# Weird mic noise with onboard realtek soundcard



## zsotty4 (Apr 5, 2009)

I have a problem with my microphone, it emmits a very annoying sound when i am using ventrilo or teamspeak, or just try to record something. Im using an onboard realtek sound card with ac97 drivers ( tried installing 3 different versions), the headsets i tried to use so far, are a sennheiser and a logitech. Nothing solved the problem so far.
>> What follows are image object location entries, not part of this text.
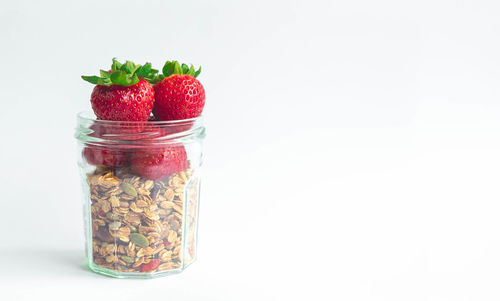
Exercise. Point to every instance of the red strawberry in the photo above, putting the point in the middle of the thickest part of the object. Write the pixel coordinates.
(158, 162)
(107, 156)
(179, 95)
(123, 94)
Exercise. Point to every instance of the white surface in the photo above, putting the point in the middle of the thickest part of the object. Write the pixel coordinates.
(352, 149)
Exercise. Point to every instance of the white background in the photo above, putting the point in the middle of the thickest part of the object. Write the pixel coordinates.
(352, 149)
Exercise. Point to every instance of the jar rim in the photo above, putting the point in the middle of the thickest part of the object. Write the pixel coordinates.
(86, 116)
(91, 130)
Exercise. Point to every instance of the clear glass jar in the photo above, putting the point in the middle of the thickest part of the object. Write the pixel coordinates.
(141, 187)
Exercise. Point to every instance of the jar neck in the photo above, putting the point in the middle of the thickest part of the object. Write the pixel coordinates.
(93, 131)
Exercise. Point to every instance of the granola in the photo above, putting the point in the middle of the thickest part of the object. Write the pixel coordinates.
(137, 223)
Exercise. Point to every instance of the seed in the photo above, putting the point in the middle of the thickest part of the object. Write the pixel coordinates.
(139, 239)
(129, 189)
(128, 259)
(115, 225)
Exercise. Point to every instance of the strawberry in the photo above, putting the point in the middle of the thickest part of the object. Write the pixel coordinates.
(107, 156)
(123, 93)
(156, 162)
(178, 94)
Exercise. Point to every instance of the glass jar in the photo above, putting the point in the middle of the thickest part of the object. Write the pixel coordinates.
(141, 187)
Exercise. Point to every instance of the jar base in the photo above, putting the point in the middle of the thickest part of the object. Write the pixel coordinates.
(127, 275)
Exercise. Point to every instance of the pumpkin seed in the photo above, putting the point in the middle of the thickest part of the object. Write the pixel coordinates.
(128, 259)
(139, 239)
(129, 189)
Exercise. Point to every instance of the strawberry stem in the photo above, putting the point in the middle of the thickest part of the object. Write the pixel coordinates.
(126, 74)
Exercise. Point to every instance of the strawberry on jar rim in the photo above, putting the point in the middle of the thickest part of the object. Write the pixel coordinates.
(123, 93)
(178, 94)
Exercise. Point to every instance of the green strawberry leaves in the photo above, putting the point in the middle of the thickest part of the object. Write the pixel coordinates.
(127, 74)
(173, 67)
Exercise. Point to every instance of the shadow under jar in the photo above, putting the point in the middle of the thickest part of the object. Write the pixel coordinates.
(141, 185)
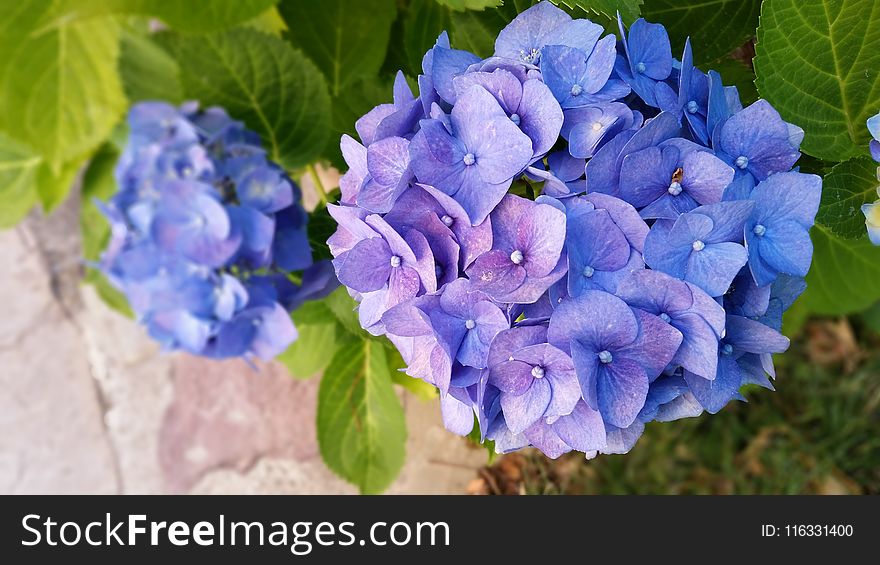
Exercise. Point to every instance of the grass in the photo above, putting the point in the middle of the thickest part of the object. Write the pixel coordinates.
(819, 433)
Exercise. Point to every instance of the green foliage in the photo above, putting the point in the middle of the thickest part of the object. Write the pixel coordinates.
(185, 16)
(261, 80)
(343, 307)
(476, 31)
(417, 387)
(347, 40)
(99, 185)
(817, 434)
(19, 166)
(53, 184)
(361, 425)
(849, 185)
(61, 93)
(845, 276)
(818, 64)
(148, 72)
(321, 227)
(347, 108)
(317, 343)
(461, 5)
(736, 73)
(716, 27)
(629, 9)
(424, 21)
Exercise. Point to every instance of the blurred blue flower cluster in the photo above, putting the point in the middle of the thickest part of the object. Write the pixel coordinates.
(208, 236)
(872, 210)
(645, 282)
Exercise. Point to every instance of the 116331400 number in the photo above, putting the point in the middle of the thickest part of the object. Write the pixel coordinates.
(807, 530)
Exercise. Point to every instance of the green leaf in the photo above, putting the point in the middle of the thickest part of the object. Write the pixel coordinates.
(359, 100)
(819, 65)
(425, 20)
(321, 227)
(476, 31)
(108, 293)
(317, 343)
(361, 425)
(98, 184)
(185, 16)
(421, 389)
(849, 185)
(344, 308)
(53, 185)
(61, 92)
(263, 81)
(18, 171)
(736, 73)
(269, 22)
(716, 27)
(461, 5)
(347, 40)
(148, 72)
(629, 9)
(845, 276)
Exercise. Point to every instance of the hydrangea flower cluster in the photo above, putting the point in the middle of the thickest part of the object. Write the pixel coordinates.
(206, 234)
(645, 282)
(872, 211)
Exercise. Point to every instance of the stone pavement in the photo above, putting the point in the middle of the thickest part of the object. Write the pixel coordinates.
(90, 405)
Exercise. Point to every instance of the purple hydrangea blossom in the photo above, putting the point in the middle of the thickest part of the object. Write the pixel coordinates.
(477, 160)
(206, 232)
(617, 351)
(526, 255)
(598, 237)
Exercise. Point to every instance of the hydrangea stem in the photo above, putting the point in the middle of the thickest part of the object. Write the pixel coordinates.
(319, 186)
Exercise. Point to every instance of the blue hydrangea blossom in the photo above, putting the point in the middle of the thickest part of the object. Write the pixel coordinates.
(872, 210)
(575, 237)
(208, 237)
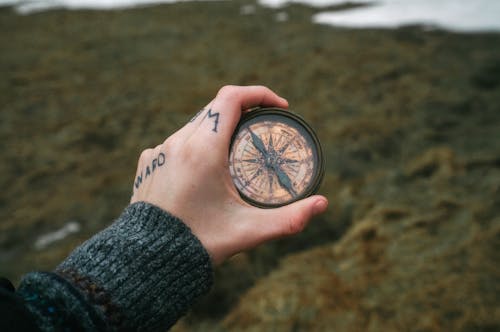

I've made a small sound file of this sound in the case might be helpful in solving the problem.


----------



## Riskyone101 (Oct 22, 2008)

Hello and Welcome to TSF,

Check this for me, go to the volume icon in taskbar and right click on it
open volume control, click on options tab in far left upper corner click on advanced
controls go to microphone and click on advance button for it, try removing checkmark for the +20db 

does this help with noise problem through the mic?


----------



## zsotty4 (Apr 5, 2009)

Nope. unfortunately it didnt fix it. Im starting to think that this is hardware issue, as the mic now goes completely deaf sometimes...


----------



## Riskyone101 (Oct 22, 2008)

ok please post pc specs here or just make and model of pc will be fine too

You probably need toupdate your sound driver and possibly video driver also.


----------



## zsotty4 (Apr 5, 2009)

So here are the specs ( this comp is actually kinda old)
ABIT bd7II-raid (realtek alc650 soundcard)
2x512 ddr400
gf6600gt (updated drivers 1 week ago)
450w psu (dunno the brand)
Seagate barracuda 120gb SATA


----------



## Riskyone101 (Oct 22, 2008)

Ok your psu is not supplying enough power to the motherboard for what you are running here.

Go here and read this:

http://www.techsupportforum.com/f210/power-supply-information-and-selection-192217.html

This will help you in determining what psu you are going to need here to run your setup.
If you need any suggestions or help on the matter, just ask, we will be happy to assist you.


----------



## Pauldo (Jun 22, 2008)

450 watts will run that set-up just fine.

The problem might be in the quality, however. If it is a cheap brand than that might explain the noise that you are hearing. There should be a sticker on the side of the psu, once you open up the case, that should give the brand or atleast some specs.

Another thing that I have experienced on those older integrated sound solutions is that they pick up interference really easily (hardware is not that good).

If you have tried other drivers than maybe the easiest solution would be to pick up a cheap sound card.


Just my 2 cents. :grin:

Pauldo


----------



## xuser48 (Sep 1, 2009)

Riskyone101 said:


> Ok your psu is not supplying enough power to the motherboard for what you are running here.


Hey, hold on. Stop bullshitting.

That PC would be able to run just fine with a 300W PSU.


----------